Pourquoi Mustad à Duclair ? Après
la guerre de 1870, la France exsangue décrète le blocus
des produits venant de l’étranger. Clarin Mustad,
norvégien fabricant de clous pour le ferrage des chevaux, se
souvient de ses ancêtres les Vikings remontant la Seine mille ans
auparavant et trouve le site de Duclair adapté à la
construction d’une usine pour contourner ainsi le blocus
économique. En effet, le terrain est desservi par la voie
ferrée, la Seine et l’Austreberthe, cette
dernière lui permettant la production d’une énergie
gratuite.
L'activité
arrêtée momentanément en avril 1893, après
l'incendie de la salle des machines et de l'atelier d'affilage, reprend
en 1894. La fabrication de clous en acier extra-doux est
réalisée par forgeage à froid. Cette technique
mise au point par Clarin Mustad est brevetée en 1908. Pour en
préserver le secret ce dernier organise la production au sein de
son usine selon un processus de fabrication extrêmement
fragmenté. Cette obsession se traduit également dans
l'architecture de l’usine : les ateliers sont
compartimentés et pourvus de baies surélevées. Lors
des journées du Patrimoine de 2007, le président
fondateur du Centre d’Histoire Social, Jean-Pierre Engelhard
présente le moteur Mustad. Il a été conçu
sans soupape à Duclair en 1912 et a équipé des
véhicules aujourd'hui au musée des Arts et Métiers
d'Oslo. Au même moment, des bulldozers écrasent
jusqu'à la dernière brique l'usine Mustad. (Photo:
Jean-Claude Quevilly). De
cette aventure industrielle, une série de photos reçues
en 2000 d’un descendant des fondateurs, Monsieur Christian
Mustad, permet de comprendre la vie de ces centaines d’ouvriers
et ouvrières. Ces photos témoignent de l’ambiance
de cette usine, des modes vestimentaires de l’époque, les
visages expriment la fierté devant l’objectif du
photographe, fierté de vivre un travail qui les valorisent, de
participer à la fabrication d’un produit
unique : le clou pour ferrer les chevaux. La
fin de l’activité de cette usine a, bien sûr,
été un drame social qu’il faut comprendre. Elle
correspond à la disparition du cheval dans les activités
agricoles (remplacé par le tracteur) et à une
reconversion d’activités mal gérée. Cela a
engendré auprès des victimes réduites au
chômage, un sentiment de rancœur envers les dirigeants. Ce
sentiment était encore perceptible en 1999 quand les
décisions sur devenir de la friche se sont posées. Le
Comité de Défense du Patrimoine l’a bien ressenti
lors du lancement de la pétition pour la conservation des
témoins de l’architecture industrielle. Il était
bien difficile pour certains de faire la part du ressenti social, de
leur perte d’emploi, avec la démarche de
préservation de témoins architecturaux de leurs lieux de
travail. C’est ainsi que le 1er adjoint de la municipalité
de Duclair pouvait déclarer, en évoquant la
cheminée lors d’une cérémonie de vœux,
qu’il « fallait détruire le symbole phallique
des industriels du 19ème siècle » ! *service régional de l’inventaire de Hte Normandie 1999
La
suite de cet ouvrage décrit par le menu les différentes
étapes d'une mort annoncée et le combat de ses opposants.

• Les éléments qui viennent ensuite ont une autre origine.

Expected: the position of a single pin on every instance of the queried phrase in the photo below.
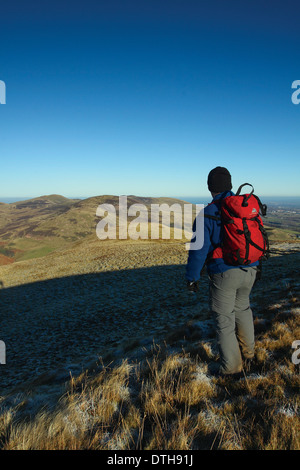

Tiré à 200 exemplaires, la chance vous mettra
peut-être en sa présence sur des sites comme Ebay, Rakuten
ou Delcampe. N'hésitez pas une seconde...
L'usine en 2000 avant sa destruction (D.R./Coll. Jean-Claude Quevilly). Le
lieu est aujourd'hui le parc des eaux mêlées. Seul un
bâtiment abritant une petite turbine au confluent de la Seine et
de l'Austreberthe subiste de ce site industriel.